Debilitas nodded but didn't move.
"Now." Daniella turned and left. She didn't want to see such a hairy, sweaty and large body in all his malformed, masculine glory. She snorted at the thought of masculine glory. So many imperfections in the world. "I was made perfect," she muttered as she walked back towards the kitchen. She paused as she shut the door behind her. "I deserve ... Azoth."
She stepped over the unconscious and bleeding boy and went into the kitchen. The stockpot was bubbling now so she went over and switched it off then began to fill some bowls with the warm mixture. She added some sleeping drugs, not too much, for there were to be more than this one meal set on the table and she didn't want them to die from an overdose. Then she carved up a roast, filled a plate with roast vegetables, set out some salads, placed the food onto a large silver tray and walked with practiced grace to the door, opened it and came to the family where she started placing the dishes.

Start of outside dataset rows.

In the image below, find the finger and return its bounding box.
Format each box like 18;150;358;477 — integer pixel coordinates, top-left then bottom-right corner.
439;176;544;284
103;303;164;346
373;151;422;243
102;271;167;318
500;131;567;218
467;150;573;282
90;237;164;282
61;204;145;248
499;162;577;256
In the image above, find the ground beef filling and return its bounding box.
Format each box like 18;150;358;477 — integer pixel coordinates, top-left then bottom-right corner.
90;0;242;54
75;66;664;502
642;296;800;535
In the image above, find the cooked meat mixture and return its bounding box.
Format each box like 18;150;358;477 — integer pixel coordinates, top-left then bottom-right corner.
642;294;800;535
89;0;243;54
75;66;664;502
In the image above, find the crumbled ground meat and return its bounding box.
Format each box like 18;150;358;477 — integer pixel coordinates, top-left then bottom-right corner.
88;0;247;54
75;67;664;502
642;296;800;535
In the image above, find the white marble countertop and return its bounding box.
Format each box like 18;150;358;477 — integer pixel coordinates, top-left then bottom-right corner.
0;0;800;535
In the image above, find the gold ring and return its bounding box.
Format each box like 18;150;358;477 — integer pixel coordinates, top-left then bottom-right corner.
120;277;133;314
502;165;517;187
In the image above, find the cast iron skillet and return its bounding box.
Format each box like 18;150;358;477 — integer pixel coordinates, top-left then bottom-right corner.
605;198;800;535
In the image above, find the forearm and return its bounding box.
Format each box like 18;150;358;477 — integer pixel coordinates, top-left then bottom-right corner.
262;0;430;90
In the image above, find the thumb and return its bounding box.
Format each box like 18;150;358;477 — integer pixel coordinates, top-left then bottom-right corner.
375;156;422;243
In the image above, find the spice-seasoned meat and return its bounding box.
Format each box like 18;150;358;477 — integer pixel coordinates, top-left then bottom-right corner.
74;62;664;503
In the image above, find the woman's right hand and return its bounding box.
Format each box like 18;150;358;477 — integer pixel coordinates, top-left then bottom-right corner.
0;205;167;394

The little girl was tapping her fingers and swinging her legs, looking supremely bored, but she brightened up considerably when she saw the food. She seemed so full of life it seemed obvious that she was infused with Azoth. Perhaps more of the product could be infused from the little wretch.
The humans greedily started filling their plates and bowls. Daniella wished she could also enjoy the many flavours that she made with stilted perfection. To be a chef with no sense of flavour was a tricky job but one that the years had allowed her to hone.
"Where is Harry?" asked the wife, Gerry.
"He offered to help with some chores," Daniella said.
"That don't sound like him."
"Now, now," smirked Roger. "If Harry wants to help Daniella do some chores, I don't see why she would stir him up about it."
Daniella turned and left to see if Debilitas had done as he was commanded. She found the giant of a man standing in the corridor. Harry was nowhere in sight. "Have you removed the boy?" Daniella asked.
Debilitas frowned and scuffed the floor with a large foot. "Ain't here," he said, breathing so hard he seemed about to hyperventilate.
"Stupid oath," she said, the words flung casually, yet causing him to cower, trembling. She turned smartly away, then paused. "Where is the dog?"
"Ur...?"
"Their pet dog they left in the yard. It might cause a mess. Did you chain it up?" Daniella, hearing no response, whirled around. "Do it now."
Debilitas hunched his shoulders up around his head and shuffled off.
Daniella frowned. "Cleaning time now."